One reason these things don't support append is at some point they need to choose the "version" of the object. Usually this is done when an object upload has completed.
If they allow arbitrary appends to objects, then they would have a hard time assigning any type of ordering to them, as the concept of an object being "complete" would be thrown out the window.
(EDIT: and what does it mean to have a GET on an object, if you don't know the latest version to return?)
I think something like this could be implemented, but it would probably be an entirely different product that supported some specific traditional file operations (rename, ftruncate, link, etc) but had different scaling properties.

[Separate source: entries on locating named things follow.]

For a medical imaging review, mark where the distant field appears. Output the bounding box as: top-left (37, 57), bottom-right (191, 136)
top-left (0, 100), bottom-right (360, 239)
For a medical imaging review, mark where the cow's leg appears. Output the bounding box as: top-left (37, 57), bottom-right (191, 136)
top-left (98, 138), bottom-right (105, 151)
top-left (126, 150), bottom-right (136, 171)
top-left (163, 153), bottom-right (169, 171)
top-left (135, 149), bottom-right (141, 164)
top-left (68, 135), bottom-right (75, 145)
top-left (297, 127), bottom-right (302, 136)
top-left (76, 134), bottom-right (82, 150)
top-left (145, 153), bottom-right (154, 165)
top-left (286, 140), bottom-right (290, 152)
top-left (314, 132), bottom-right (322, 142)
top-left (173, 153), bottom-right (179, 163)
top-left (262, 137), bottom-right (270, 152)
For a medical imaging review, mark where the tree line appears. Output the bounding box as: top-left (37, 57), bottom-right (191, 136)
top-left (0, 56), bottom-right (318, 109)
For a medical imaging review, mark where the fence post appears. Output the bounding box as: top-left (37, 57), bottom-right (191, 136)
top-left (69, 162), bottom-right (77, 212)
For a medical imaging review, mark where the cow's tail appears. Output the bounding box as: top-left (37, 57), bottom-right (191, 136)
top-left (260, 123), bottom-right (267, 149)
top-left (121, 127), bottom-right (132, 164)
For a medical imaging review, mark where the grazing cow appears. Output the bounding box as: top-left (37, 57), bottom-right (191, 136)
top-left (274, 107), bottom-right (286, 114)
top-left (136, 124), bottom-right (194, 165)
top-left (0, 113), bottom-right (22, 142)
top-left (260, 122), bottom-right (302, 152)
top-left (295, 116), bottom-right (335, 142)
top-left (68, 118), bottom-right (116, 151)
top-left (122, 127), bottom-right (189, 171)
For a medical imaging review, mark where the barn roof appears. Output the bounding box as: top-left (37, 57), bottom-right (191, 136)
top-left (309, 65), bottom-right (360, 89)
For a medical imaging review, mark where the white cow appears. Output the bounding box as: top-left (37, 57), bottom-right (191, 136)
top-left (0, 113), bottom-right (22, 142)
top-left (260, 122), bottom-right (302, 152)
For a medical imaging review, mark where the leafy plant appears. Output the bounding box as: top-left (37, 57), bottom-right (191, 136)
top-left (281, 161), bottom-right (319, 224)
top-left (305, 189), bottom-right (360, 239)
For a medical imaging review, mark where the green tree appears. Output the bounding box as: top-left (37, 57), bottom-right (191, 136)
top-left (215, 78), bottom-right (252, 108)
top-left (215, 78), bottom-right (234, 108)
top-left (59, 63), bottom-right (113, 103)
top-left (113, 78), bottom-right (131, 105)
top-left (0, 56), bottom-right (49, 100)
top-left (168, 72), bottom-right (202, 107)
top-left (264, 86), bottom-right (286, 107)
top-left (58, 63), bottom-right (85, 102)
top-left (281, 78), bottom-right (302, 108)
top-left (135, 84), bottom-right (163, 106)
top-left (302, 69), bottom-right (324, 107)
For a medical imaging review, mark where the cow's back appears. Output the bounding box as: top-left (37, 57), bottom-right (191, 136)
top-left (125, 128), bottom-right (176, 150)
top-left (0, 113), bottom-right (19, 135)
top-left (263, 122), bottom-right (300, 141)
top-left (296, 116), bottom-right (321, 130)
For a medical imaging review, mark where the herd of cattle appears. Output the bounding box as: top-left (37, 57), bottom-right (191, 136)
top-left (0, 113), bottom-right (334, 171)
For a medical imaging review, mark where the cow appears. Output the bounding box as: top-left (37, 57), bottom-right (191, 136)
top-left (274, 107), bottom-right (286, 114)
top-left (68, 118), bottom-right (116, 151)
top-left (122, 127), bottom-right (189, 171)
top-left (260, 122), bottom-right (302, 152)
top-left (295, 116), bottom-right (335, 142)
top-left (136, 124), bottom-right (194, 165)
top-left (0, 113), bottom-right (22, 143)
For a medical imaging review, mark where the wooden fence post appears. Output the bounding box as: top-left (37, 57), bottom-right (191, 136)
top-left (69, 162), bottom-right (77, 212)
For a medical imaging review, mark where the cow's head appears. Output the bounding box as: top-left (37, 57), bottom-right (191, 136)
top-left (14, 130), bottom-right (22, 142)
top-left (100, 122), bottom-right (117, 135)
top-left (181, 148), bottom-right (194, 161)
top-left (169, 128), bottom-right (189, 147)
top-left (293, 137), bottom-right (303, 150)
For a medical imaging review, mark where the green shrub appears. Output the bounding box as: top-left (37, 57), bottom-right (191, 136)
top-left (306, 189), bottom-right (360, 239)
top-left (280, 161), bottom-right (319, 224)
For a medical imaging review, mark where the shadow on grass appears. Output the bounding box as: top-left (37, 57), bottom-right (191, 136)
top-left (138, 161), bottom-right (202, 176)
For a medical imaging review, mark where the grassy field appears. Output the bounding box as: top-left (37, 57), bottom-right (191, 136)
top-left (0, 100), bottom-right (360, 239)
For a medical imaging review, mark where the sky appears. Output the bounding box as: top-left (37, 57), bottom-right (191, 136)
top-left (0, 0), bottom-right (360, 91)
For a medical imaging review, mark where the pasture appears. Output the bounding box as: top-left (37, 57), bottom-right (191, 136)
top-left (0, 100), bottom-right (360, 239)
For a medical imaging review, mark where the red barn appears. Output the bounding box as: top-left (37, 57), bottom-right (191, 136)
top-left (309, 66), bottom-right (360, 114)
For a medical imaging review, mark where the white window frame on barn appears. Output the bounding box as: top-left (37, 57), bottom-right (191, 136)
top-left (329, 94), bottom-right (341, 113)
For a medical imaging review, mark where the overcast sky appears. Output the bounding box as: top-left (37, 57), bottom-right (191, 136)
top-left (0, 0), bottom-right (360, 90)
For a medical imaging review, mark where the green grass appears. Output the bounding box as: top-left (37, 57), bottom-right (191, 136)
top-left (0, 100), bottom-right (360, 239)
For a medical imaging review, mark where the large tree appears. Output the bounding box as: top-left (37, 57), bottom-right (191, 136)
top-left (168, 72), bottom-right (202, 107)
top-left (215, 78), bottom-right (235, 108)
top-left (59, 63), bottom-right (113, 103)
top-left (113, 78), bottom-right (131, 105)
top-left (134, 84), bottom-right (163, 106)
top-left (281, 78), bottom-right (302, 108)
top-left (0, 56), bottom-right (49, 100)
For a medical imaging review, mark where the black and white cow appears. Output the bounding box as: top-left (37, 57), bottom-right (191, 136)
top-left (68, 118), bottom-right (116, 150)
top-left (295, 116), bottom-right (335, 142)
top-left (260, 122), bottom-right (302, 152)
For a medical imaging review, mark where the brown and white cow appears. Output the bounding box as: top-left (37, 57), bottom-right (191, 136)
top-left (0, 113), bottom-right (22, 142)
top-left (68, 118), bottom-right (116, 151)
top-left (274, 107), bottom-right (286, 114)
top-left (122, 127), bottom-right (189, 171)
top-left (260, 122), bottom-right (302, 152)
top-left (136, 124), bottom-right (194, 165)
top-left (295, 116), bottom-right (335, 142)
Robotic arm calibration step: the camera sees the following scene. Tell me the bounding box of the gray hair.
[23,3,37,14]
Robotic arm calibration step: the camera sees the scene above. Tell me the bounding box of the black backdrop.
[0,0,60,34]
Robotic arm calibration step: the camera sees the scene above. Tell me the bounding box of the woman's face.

The real benefit of the new append blob is that you have a one-request append (instead of read list, upload block, commit list).
Also, append blobs (like block blobs) are limited to 50000 append operations.
A) Keep a consistent manifest of chunk range to keys.
B) Keep a ordered list of keys that represent the DAG.
In case A, you'll be able to assemble your blob in parallel even.
If you're happy with out of order appends, just use a container file format like Parquet where appends are actually additional file creations
After leaving that running over night, all of the files appeared to be uploaded... until the owner of the company needed to use them.
I'm still not sure if that's an exceptional use case, but it left a pretty bad taste in my mouth about S3 ever since.
I've considered "faking" the append functionality by making a new file per append action, then performing a periodic compaction.
Even compaction-via-combine-and-delete-old is clunky.
aws s3 combine --target s3://bucket-name/output-file.txt \
I've seen "eventually" consistent mean up to 24hrs in the face of problems. Several minutes seems common when versioning/bucket replication is enabled.
1. Start a multipart object upload
2. Issue "Upload Part - Copy" requests for each part of an object ( http://docs.aws.amazon.com/AmazonS3/latest/API/mpUploadUploadPartCopy.html )
3. Complete the multipart object upload
1. Enable bucket versioning
2. Download the parsed S3 objects
3. Start a multipart object upload to S3 with the specified target object as the object name
4. Reupload the parsed S3 objects as parts of a single multipart object upload
5. Delete the previous parsed objects once the multipart object upload is complete (a delete marker should be added to the top of the version stack, but the previously stored version should still be available if you specify its handle/version id).
Why do people who ask questions fall slightly short of providing enough information to meaningfully answer them?